On 14-May-00, Russell Standish wrote:
> The idea of "observer moment" initially presupposes that the moment
> has no temporal duration - it is instantaneous. The problem with this,
> is that there is no time whatsoever in which the observer can
> experience its moment. In particular, the observer is unable to
> implement a Turing machine, hence computationalism is false.

> If we then introduce the concept of an extended observer moment with
> duration, what duration should we choose? If shorter than a "quantum of
> conscious time" (about 1/10th of a second), then how does one explain the
> accrual of knowledge about the observer moment. How can you be aware of
> historical data? If longer, then how do you explain change observed in the
> world.

I think the idea is that change is difference between moments. They need not
have duration if instead that contain a pointer or relation that defines a
sequence of moments which we perceive as the flow of time.

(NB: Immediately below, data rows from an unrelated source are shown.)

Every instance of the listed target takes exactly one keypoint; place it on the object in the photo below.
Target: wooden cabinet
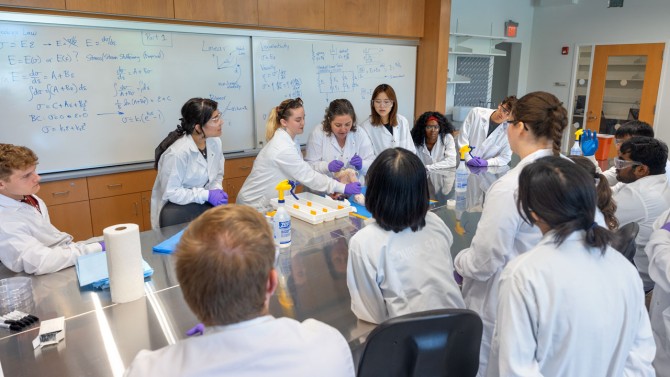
(49, 4)
(229, 11)
(356, 16)
(68, 206)
(144, 8)
(235, 173)
(121, 198)
(401, 17)
(294, 14)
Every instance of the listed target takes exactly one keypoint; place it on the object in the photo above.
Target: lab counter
(102, 338)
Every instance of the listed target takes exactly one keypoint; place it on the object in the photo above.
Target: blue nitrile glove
(477, 161)
(217, 197)
(352, 188)
(199, 329)
(335, 166)
(356, 162)
(589, 142)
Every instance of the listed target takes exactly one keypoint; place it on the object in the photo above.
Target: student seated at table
(658, 251)
(224, 265)
(281, 159)
(190, 164)
(433, 137)
(646, 194)
(28, 240)
(571, 305)
(401, 263)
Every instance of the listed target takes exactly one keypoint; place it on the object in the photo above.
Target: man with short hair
(28, 240)
(224, 264)
(646, 194)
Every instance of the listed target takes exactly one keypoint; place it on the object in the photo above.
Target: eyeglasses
(622, 164)
(383, 102)
(504, 110)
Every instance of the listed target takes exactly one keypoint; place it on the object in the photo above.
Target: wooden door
(624, 85)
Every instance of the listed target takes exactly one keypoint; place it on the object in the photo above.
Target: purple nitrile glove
(458, 278)
(477, 161)
(199, 329)
(352, 188)
(356, 162)
(217, 197)
(335, 166)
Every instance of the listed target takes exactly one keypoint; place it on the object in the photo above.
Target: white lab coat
(643, 201)
(390, 274)
(184, 176)
(501, 235)
(495, 148)
(658, 251)
(382, 139)
(263, 346)
(322, 149)
(442, 156)
(281, 159)
(569, 310)
(30, 243)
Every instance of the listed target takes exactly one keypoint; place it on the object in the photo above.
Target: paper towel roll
(124, 262)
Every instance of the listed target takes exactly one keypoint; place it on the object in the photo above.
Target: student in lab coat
(606, 202)
(387, 128)
(28, 241)
(401, 263)
(281, 159)
(535, 132)
(337, 143)
(484, 130)
(190, 163)
(658, 251)
(433, 137)
(572, 305)
(646, 194)
(224, 264)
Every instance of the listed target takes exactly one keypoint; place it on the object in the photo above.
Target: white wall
(487, 17)
(591, 22)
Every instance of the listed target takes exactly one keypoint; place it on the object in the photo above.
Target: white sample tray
(313, 208)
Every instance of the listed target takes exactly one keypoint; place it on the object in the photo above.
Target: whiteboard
(320, 71)
(84, 97)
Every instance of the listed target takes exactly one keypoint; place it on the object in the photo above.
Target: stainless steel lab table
(102, 338)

This seems to me to
be closer to a theoretical physics idea of time than a pychological model.

 If change is to be included in the "observer moment", why does the
> moment have to have finite duration at all? Could it not be semi-infinite?
> (or a least a lifetime - whatever that is). Unless there is some "Groundhog
> day" scenario (from the movie of that name, where Tom Hanks gets trapped into
> living the same day over and over again),

It was Bill Murray.

 surely in this case we get back to
> my picture of the (quantum) history being the primordial object. Time is a
> psychological entity. I have no problem with this. If one accepts Bruno
> Marchal's conclusion, Physics and Psychology are ontologically reversed. All
> physical concepts are fundamentally psychological phenomena. I suspect that
> this conclusion actually follows from the Plenitude + Anthropic Principle,
> without the need of some of Bruno's strong AI type assumptions, but that
> remains to be seen.

Bertrand Russell showed that time as a continuum could be constructed from
finite perceived intervals. The ordering relation is given by the overlap of
the intervals. It seems to me that these discussions are sometimes confused as
to whether the argument is going to take a Cartesian direction from something
we perceive directly -- "there is a thought" -- to the apparent physical world
or instead to assume some Platonic ideal --- the ensemble of all logically
possible worlds -- and try to show that it makes us and our world at least
probable. These are both interesting approaches and need not contradict; but
it gets muddle when one slides from one to the other.